Emilee is a CNIB ambassador and works at Lake Joe, a CNIB camp for people living with sight loss.

“We want people to stay true to themselves and embrace who they are,” Emilee says, explaining why they chose the name Tru Faces.

Tru Faces is growing as a brand and community. Emilee and Hannah also have a YouTube page (YouTube link here), which hit a milestone of 100 subscribers in mid-July 2019. They share videos which include their shopping trips or book reviews, a rant about the annoyances of living with sight loss, and promotion for Deafblind Awareness Month.

The pair usually films using an iPad and Emilee uses a program called Splice to edit the footage. The inspiration and tech know-how came easily, Emilee says, given that they love using social media and following other YouTubers.

Emilee and Hannah consider Tru Faces a campaign and haven’t monetized it up until now. They give presentations (at their former elementary school or summer camps, for instance) but generally do that for free. However, their most recent project is selling t-shirts. The t-shirts say “Tru Faces” and have the word disability printed on the front with “dis” crossed out. On the back, symbols of different disabilities are shown.

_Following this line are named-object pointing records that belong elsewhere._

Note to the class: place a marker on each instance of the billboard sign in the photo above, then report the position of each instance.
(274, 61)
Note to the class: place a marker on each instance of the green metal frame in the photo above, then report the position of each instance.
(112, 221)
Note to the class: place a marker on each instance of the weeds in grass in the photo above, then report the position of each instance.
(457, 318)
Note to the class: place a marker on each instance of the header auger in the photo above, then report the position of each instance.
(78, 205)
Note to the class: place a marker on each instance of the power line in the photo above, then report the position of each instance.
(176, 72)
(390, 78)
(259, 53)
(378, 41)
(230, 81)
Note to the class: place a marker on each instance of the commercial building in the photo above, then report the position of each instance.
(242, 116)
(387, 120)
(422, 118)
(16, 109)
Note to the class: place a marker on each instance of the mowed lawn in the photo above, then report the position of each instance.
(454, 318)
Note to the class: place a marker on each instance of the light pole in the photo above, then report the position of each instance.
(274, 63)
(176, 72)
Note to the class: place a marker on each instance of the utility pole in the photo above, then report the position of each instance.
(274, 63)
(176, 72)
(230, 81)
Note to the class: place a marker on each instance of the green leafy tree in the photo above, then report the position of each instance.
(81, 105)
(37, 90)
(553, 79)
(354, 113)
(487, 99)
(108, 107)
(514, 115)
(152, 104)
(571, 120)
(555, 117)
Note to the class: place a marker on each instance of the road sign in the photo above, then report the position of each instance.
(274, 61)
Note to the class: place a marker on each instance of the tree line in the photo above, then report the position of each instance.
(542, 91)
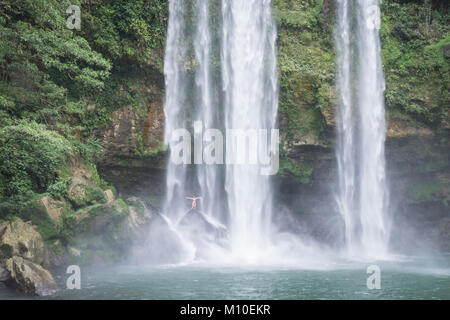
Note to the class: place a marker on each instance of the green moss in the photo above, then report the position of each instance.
(6, 251)
(426, 190)
(299, 170)
(35, 212)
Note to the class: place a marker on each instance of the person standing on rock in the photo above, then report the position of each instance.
(194, 202)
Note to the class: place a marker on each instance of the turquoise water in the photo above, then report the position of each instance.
(398, 281)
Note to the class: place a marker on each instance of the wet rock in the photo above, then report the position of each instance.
(30, 278)
(4, 274)
(109, 194)
(19, 238)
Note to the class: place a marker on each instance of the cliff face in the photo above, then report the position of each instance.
(415, 57)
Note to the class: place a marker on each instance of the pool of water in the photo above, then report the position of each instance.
(399, 280)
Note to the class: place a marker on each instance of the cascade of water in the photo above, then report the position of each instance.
(175, 99)
(373, 195)
(362, 196)
(250, 102)
(250, 99)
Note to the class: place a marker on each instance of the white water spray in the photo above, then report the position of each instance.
(250, 85)
(362, 196)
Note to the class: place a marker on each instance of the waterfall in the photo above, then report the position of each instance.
(226, 84)
(250, 102)
(362, 198)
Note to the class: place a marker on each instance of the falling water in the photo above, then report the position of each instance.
(363, 198)
(250, 89)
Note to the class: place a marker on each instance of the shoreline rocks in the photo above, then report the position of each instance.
(22, 257)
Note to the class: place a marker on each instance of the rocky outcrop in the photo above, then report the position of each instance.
(22, 257)
(135, 131)
(30, 277)
(19, 238)
(105, 233)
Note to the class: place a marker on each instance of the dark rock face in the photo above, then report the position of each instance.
(30, 278)
(19, 238)
(419, 180)
(22, 254)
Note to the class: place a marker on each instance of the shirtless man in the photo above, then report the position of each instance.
(194, 201)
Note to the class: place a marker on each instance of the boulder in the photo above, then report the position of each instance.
(54, 208)
(109, 194)
(19, 238)
(30, 278)
(4, 274)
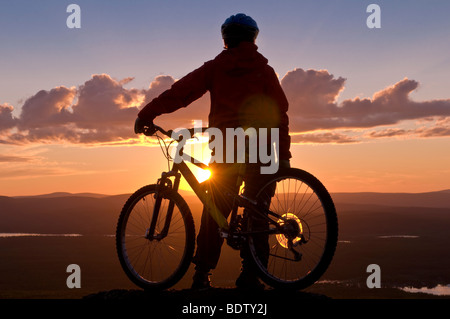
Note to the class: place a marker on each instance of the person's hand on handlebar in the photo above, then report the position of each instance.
(142, 126)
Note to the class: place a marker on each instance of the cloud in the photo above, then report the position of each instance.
(7, 120)
(321, 138)
(102, 110)
(14, 159)
(312, 95)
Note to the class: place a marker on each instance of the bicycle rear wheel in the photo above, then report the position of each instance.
(299, 255)
(155, 263)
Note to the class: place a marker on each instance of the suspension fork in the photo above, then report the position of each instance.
(163, 183)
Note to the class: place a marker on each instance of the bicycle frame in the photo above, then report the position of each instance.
(182, 169)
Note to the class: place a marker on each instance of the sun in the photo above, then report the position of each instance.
(203, 175)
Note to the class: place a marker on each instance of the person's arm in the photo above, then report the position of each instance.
(276, 92)
(181, 94)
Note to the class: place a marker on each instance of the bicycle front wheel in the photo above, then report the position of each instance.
(297, 256)
(155, 262)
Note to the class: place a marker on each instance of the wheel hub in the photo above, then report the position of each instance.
(292, 230)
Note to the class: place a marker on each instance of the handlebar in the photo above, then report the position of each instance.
(169, 133)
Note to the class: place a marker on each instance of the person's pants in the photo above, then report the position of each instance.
(223, 184)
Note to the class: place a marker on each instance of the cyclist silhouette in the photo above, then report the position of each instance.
(245, 92)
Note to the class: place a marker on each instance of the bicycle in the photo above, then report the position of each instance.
(155, 234)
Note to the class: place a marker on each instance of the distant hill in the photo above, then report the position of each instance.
(88, 213)
(439, 199)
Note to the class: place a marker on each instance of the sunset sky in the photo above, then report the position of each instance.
(369, 108)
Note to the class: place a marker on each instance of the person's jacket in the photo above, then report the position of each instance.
(245, 92)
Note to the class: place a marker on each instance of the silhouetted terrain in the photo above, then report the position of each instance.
(405, 234)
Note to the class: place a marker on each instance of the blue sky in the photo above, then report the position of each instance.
(142, 39)
(404, 148)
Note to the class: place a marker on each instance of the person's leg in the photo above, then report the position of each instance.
(253, 183)
(209, 241)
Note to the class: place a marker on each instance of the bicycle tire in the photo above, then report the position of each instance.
(317, 253)
(155, 264)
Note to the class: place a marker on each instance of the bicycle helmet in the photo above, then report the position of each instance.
(238, 28)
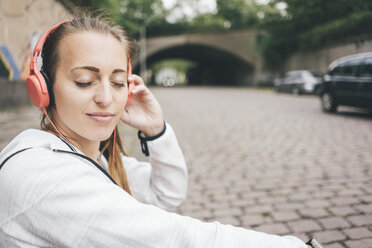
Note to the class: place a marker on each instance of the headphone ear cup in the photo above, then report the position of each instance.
(39, 98)
(48, 83)
(130, 94)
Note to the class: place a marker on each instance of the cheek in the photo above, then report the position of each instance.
(68, 99)
(121, 98)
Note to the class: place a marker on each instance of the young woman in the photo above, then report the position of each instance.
(71, 184)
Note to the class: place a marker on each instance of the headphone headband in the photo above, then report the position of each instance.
(36, 84)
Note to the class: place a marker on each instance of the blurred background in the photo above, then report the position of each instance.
(245, 84)
(206, 42)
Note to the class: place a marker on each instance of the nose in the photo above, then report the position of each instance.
(103, 95)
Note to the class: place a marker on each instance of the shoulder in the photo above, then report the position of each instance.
(30, 175)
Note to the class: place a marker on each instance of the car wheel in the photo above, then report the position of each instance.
(328, 102)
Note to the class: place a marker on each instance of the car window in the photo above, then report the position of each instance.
(348, 68)
(367, 68)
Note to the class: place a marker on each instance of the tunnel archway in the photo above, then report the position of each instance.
(212, 66)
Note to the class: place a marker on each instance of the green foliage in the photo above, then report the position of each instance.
(310, 24)
(337, 30)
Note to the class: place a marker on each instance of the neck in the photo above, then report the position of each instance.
(88, 147)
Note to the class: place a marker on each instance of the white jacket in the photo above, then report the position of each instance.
(53, 199)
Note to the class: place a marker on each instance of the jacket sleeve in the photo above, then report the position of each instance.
(163, 181)
(55, 200)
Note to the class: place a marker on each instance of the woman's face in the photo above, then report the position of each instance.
(90, 87)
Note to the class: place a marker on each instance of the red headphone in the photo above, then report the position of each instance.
(38, 89)
(36, 83)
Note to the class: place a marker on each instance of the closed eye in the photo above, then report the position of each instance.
(118, 84)
(81, 84)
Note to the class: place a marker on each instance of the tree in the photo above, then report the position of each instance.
(309, 24)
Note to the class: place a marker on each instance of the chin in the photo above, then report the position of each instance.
(100, 134)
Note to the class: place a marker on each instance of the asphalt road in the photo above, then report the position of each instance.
(264, 161)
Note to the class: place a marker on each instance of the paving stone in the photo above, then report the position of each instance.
(329, 236)
(253, 220)
(358, 233)
(362, 243)
(304, 226)
(276, 157)
(258, 209)
(228, 220)
(365, 208)
(277, 228)
(288, 206)
(343, 211)
(285, 216)
(313, 212)
(333, 245)
(342, 201)
(334, 222)
(227, 212)
(360, 220)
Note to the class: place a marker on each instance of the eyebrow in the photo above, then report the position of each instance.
(95, 69)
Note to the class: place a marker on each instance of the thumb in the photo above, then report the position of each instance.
(125, 116)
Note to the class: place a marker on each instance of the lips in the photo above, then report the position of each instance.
(101, 117)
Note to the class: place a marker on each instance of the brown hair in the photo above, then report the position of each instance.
(85, 21)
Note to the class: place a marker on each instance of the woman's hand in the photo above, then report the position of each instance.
(143, 112)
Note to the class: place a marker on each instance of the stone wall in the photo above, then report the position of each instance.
(318, 60)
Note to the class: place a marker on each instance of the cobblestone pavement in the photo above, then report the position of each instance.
(268, 162)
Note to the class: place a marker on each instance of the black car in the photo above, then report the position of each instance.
(348, 82)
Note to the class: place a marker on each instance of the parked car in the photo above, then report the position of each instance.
(297, 82)
(348, 82)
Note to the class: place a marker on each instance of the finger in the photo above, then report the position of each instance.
(125, 116)
(137, 80)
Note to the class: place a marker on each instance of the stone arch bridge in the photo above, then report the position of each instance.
(224, 58)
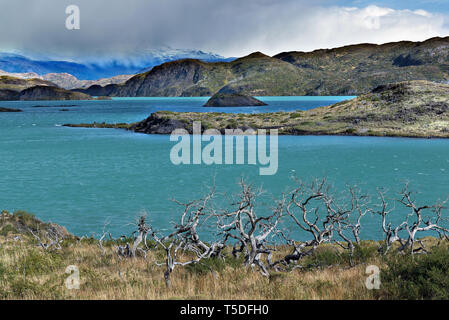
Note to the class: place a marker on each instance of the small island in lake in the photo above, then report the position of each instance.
(9, 110)
(406, 109)
(233, 100)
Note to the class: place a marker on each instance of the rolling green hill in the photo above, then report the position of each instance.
(406, 109)
(350, 70)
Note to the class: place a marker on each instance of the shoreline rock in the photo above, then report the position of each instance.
(233, 100)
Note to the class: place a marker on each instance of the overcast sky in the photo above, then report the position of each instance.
(227, 27)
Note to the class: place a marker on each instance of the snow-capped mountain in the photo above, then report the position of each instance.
(92, 68)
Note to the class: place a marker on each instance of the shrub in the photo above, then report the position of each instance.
(417, 277)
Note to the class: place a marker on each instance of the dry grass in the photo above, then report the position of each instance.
(29, 272)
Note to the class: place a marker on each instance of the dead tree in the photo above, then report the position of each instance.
(249, 230)
(347, 219)
(308, 210)
(183, 246)
(415, 221)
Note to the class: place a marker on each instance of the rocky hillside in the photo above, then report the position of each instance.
(51, 93)
(67, 81)
(350, 70)
(17, 84)
(405, 109)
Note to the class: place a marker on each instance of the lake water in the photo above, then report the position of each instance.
(82, 178)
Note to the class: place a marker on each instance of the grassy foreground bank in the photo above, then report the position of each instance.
(28, 270)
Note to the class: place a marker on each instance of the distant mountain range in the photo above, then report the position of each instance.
(93, 69)
(349, 70)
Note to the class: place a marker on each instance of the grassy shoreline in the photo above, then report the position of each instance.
(414, 109)
(28, 271)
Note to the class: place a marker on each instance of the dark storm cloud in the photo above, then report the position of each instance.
(231, 27)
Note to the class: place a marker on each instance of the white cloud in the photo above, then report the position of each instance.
(337, 26)
(231, 28)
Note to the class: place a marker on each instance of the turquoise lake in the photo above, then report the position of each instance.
(83, 178)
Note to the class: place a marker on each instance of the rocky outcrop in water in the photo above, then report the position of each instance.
(9, 110)
(233, 100)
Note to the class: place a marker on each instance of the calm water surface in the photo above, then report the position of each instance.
(84, 178)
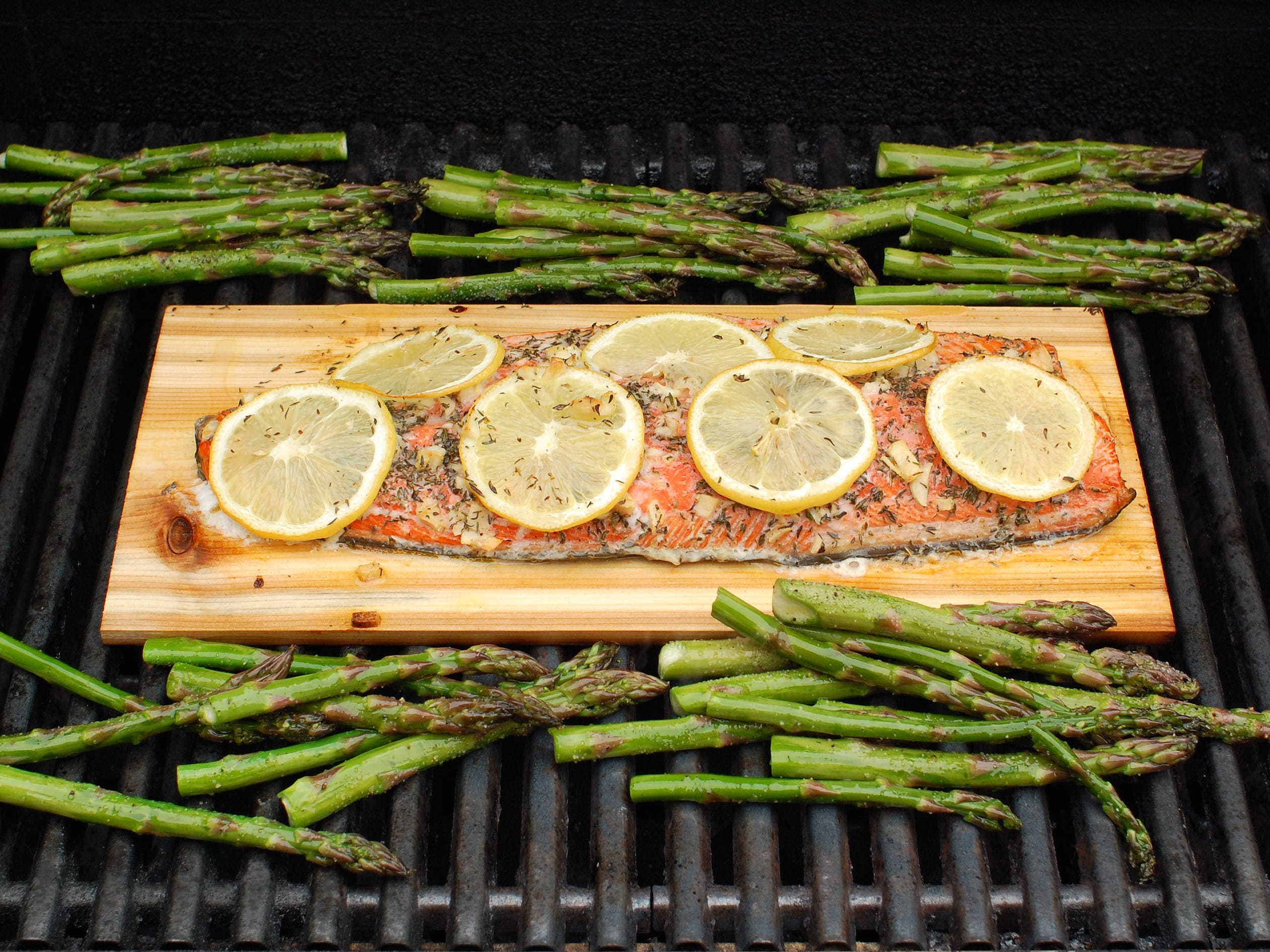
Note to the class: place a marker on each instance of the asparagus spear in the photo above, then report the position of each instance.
(64, 254)
(1142, 856)
(588, 216)
(962, 233)
(239, 771)
(587, 189)
(132, 727)
(578, 691)
(1047, 207)
(594, 742)
(253, 700)
(809, 200)
(1136, 276)
(1069, 620)
(794, 685)
(1180, 305)
(107, 217)
(1100, 160)
(716, 658)
(111, 274)
(232, 658)
(836, 721)
(150, 163)
(50, 670)
(774, 279)
(848, 666)
(522, 282)
(907, 767)
(858, 610)
(30, 238)
(982, 812)
(83, 801)
(512, 249)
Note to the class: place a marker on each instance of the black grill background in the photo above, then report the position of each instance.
(509, 848)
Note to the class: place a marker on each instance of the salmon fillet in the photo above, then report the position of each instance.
(672, 515)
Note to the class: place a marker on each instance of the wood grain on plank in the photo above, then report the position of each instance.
(174, 578)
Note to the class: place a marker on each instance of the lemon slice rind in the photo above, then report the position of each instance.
(750, 450)
(301, 463)
(853, 344)
(1010, 428)
(687, 349)
(425, 364)
(551, 447)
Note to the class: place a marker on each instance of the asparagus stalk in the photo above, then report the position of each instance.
(232, 658)
(809, 200)
(849, 760)
(50, 670)
(836, 721)
(681, 230)
(580, 688)
(1099, 160)
(520, 248)
(1047, 207)
(239, 771)
(30, 238)
(1142, 856)
(1179, 305)
(522, 282)
(982, 812)
(858, 610)
(774, 279)
(254, 700)
(595, 742)
(92, 248)
(1067, 620)
(132, 727)
(1137, 276)
(590, 191)
(716, 658)
(962, 233)
(108, 217)
(848, 666)
(794, 685)
(89, 804)
(150, 163)
(110, 274)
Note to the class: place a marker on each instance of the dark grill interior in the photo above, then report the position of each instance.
(510, 850)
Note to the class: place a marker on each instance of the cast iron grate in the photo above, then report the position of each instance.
(510, 850)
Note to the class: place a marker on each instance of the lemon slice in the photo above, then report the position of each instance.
(304, 461)
(686, 349)
(1011, 428)
(553, 446)
(782, 436)
(853, 344)
(426, 364)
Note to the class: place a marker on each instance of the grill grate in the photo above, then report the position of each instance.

“We both had a disability of some kind and lived in the same household. We had support from each other,” Hannah says. “When we got connected to the blind and low vision community, it strengthened that support even more.”

Right now, the two ladies don’t know what Tru Faces could look like five years later, and that’s okay; they’re busy changing society’s perception of disability for the better. They run goal ball at school, which is an accessible sport; they ran a booth for White Cane Week at school and they’re even planning to design a website.

Emilee and Hannah are building doors where barriers used to be.